Extracellular pH detection

Next, 8 mL cell suspensions were seeded in culture dishes at a density of 105 cells/mL and incubated in 5% CO2 humidified incubator at 37 ℃ for 3 days. The culture medium was used as the test control and 3 mL supernatant culture solution was injected into the measurement chamber at room temperature (25 ℃ ± 1 ℃). The pH meter (METTLER TOLEDO; Switzerland) was calibrated using pH calibration solutions (pH of 4.01, 7.00, or 9.01). The pH values of the samples were recorded accordingly.

Extracellular lactic acid assay

The lactate production levels were determined using a Lactate Assay kit (Biovision, Milpitas, CA, USA). The cells were cultured in a 6-cm culture dish at a density of 106 cells/dish at 37 ℃ in a 5% CO2 humidified incubator. After 24 h, the culture medium was replaced with serum-free DMEM/1640 medium and then incubated for 8 h. The cell sample was centrifuged at 500g for 5 min to obtain the culture medium supernatant. The lactic acid content was measured following the manufacturer’s instruction. The optical density (OD) at 570 nm was measured using Varioskan flash (Thermo; USA).

Immunoblotting

Western blotting was used to analyze the proliferation (Ki67, cyclinD1) and microenvironment biomarkers (Na+/H+ exchanger 1, NHE1; lactate dehydrogenase A, LDHA; hypoxia-inducible factor alpha, HIF-1α) of three breast cells.

Cell lysate (Beyotime; China) with protease inhibitor (Biosharp; China) was added to the collected cells, which were fully lysed at 4 ℃ for 30 min. These were centrifuged for 10 min at 8000g at 4 ℃. The bicinchoninic acid (BCA; TIANGEN; China) method was used to determine the protein concentration.
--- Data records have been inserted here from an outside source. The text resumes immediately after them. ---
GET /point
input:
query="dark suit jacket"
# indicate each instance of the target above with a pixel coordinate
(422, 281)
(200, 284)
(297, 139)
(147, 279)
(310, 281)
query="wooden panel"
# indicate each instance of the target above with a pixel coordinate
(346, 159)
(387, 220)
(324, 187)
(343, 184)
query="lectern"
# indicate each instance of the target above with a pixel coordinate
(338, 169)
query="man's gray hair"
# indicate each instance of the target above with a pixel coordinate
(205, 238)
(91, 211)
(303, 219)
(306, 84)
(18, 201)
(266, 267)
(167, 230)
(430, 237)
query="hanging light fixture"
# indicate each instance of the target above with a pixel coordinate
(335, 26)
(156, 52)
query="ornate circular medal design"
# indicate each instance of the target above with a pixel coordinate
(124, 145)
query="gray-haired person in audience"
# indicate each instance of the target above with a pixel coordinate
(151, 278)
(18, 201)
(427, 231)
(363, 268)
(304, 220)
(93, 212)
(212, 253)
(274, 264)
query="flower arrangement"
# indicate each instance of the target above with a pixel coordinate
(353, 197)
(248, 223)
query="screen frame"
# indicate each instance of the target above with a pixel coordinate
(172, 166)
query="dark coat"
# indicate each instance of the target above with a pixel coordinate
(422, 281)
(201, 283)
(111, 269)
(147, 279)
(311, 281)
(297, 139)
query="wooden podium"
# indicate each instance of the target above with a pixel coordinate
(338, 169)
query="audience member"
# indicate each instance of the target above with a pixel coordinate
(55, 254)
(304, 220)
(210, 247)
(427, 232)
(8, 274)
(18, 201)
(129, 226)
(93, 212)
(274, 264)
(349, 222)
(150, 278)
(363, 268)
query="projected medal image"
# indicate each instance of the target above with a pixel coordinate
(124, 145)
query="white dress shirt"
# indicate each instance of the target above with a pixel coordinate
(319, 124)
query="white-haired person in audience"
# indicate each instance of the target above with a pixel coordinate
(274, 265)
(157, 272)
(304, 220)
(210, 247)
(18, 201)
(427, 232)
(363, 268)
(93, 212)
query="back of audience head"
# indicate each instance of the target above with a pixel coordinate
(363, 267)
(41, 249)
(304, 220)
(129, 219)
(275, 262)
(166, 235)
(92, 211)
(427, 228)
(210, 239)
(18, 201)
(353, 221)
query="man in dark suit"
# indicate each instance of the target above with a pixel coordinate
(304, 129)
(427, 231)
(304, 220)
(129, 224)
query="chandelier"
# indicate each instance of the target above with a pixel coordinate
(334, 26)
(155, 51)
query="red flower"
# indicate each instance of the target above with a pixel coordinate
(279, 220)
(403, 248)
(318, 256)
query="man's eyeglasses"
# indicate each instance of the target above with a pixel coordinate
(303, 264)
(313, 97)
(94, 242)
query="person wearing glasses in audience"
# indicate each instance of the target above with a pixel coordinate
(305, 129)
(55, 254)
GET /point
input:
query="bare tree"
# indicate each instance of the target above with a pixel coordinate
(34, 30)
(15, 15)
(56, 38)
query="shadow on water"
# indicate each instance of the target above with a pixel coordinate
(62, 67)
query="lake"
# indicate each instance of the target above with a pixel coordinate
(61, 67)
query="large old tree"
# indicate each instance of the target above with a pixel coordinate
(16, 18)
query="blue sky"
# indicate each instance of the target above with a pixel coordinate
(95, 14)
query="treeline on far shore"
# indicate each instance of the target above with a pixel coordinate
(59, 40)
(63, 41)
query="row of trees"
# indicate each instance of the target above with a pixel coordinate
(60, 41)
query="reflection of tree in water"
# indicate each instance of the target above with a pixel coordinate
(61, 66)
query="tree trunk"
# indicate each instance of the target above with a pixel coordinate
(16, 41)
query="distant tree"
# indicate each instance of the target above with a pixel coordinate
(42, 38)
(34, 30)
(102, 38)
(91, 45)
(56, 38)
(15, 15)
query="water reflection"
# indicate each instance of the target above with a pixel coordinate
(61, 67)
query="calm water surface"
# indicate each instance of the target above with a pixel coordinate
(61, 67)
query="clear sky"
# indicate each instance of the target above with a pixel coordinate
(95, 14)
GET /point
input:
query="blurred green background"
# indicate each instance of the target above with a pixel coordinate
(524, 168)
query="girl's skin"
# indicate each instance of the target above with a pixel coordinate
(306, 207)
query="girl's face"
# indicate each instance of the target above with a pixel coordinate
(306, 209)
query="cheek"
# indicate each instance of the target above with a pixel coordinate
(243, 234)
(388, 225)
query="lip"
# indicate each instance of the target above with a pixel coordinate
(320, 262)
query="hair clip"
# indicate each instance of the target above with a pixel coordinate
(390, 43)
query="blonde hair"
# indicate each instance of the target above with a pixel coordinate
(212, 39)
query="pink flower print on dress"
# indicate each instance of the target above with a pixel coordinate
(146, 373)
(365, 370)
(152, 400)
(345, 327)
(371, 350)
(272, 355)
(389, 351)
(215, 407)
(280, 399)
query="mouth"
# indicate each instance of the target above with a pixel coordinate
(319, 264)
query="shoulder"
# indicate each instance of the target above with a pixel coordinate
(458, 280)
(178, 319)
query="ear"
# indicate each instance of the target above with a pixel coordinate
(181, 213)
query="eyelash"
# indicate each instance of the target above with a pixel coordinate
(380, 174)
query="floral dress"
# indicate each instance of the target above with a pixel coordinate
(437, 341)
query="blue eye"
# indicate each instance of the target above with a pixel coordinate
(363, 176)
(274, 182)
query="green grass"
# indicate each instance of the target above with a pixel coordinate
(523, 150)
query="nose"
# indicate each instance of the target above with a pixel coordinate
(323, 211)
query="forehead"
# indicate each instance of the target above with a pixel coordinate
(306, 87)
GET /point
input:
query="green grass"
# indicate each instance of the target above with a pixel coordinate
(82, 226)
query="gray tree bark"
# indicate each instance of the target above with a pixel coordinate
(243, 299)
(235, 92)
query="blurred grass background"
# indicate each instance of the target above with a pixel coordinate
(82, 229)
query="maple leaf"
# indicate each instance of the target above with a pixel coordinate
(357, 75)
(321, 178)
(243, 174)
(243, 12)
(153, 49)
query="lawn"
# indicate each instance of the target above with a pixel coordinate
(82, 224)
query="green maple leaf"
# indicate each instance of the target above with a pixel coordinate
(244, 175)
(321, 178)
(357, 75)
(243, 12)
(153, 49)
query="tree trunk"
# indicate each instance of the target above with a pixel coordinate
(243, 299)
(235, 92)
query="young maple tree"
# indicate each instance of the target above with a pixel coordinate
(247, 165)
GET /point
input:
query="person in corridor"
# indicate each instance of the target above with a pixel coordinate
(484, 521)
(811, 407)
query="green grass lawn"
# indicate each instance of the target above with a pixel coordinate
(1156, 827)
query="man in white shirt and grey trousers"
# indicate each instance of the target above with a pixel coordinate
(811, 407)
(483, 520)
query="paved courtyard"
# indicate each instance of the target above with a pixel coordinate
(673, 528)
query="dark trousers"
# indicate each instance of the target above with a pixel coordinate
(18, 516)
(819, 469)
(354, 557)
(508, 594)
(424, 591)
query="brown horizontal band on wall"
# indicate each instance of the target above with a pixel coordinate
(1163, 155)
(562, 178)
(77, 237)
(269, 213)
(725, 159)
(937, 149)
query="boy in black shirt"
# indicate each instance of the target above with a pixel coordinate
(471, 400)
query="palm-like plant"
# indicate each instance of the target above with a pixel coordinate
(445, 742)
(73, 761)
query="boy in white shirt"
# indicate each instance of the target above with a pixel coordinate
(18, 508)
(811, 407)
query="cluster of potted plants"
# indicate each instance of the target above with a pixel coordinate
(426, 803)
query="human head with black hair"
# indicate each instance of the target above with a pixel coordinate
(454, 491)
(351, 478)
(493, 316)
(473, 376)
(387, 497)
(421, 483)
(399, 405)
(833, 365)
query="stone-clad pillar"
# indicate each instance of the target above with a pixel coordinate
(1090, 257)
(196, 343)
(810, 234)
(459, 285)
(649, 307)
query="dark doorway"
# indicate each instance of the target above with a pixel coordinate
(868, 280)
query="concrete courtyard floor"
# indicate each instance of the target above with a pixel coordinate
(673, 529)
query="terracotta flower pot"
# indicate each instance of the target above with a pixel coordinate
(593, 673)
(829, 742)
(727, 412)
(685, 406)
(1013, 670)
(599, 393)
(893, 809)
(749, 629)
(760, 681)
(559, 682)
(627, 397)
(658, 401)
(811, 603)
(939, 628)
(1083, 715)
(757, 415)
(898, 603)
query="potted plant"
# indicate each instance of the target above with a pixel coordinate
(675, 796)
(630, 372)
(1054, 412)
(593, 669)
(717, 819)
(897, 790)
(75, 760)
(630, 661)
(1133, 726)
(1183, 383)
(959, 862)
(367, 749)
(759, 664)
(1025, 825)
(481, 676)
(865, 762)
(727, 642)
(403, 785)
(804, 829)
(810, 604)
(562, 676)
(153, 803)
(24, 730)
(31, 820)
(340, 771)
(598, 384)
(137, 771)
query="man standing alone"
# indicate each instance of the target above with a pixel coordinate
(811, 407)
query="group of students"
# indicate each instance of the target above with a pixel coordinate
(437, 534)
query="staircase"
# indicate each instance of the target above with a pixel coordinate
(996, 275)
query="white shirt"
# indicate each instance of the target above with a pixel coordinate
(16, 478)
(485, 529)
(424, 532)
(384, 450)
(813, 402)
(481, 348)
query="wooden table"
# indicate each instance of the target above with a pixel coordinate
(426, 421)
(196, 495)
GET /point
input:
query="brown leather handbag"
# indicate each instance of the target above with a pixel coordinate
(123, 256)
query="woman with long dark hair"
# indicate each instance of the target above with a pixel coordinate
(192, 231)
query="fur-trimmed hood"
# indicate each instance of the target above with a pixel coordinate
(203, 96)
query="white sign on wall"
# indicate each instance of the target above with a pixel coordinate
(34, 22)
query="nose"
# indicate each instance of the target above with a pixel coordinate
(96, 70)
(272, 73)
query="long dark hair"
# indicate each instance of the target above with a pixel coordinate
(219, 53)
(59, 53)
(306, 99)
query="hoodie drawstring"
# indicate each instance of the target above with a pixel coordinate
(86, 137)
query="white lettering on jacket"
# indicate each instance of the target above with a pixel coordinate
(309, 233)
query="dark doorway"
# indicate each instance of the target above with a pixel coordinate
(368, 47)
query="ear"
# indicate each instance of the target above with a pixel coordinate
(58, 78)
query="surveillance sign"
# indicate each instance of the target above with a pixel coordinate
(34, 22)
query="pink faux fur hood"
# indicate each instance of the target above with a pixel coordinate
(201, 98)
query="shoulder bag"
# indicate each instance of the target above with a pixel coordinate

After all samples were adjusted to the same concentration, 1/4 v/v dodecyl sulfate, sodium salt-polyacrylamide gel electrophoresis (SDS-PAGE) sample loading buffer (Beyotime) was added to denature the samples for 10 min at 95 ℃. The proteins were separated by SDS-PAGE gel electrophoresis (Bio-Rad; USA) and transferred to polyvinylidene fluoride membrane (PVDF; Millipore; USA) by wet method.

To display proteins of different sizes on a single membrane, the membranes were cut prior to antibody hybridization. The membranes were incubated overnight at 4℃ with primary antibodies, including Anti-actin (CST; 3700T), Anti-Ki67 (Affinity Biosciences; AF0198), Anti-cyclinD1 (abcam; ab16663), Anti-NHE1 (abcam; ab67314), Anti-LDHA (abcam; ab101562), and Anti-HIF-1α (abcam; ab1). After washing with TBST three times for 10 min each time, horseradish peroxidase (HRP) conjugated secondary antibody (abcam) was added and incubated for 1 h at room temperature. Then, the film was covered with enhanced fluorescent color solution (Tanon; China) for development.

Statistical analyses

All data were processed and analyzed using the SPSS software (IBM Corp; Armonk; NY) and GraphPad Prism 7 (GraphPad Software; USA). The means and standard deviations were obtained. Using ImageJ software, western blot grayscale and the cell area from scratch in the cell migration measurement were determined. A student’s t test was used to compare the differences between the two groups.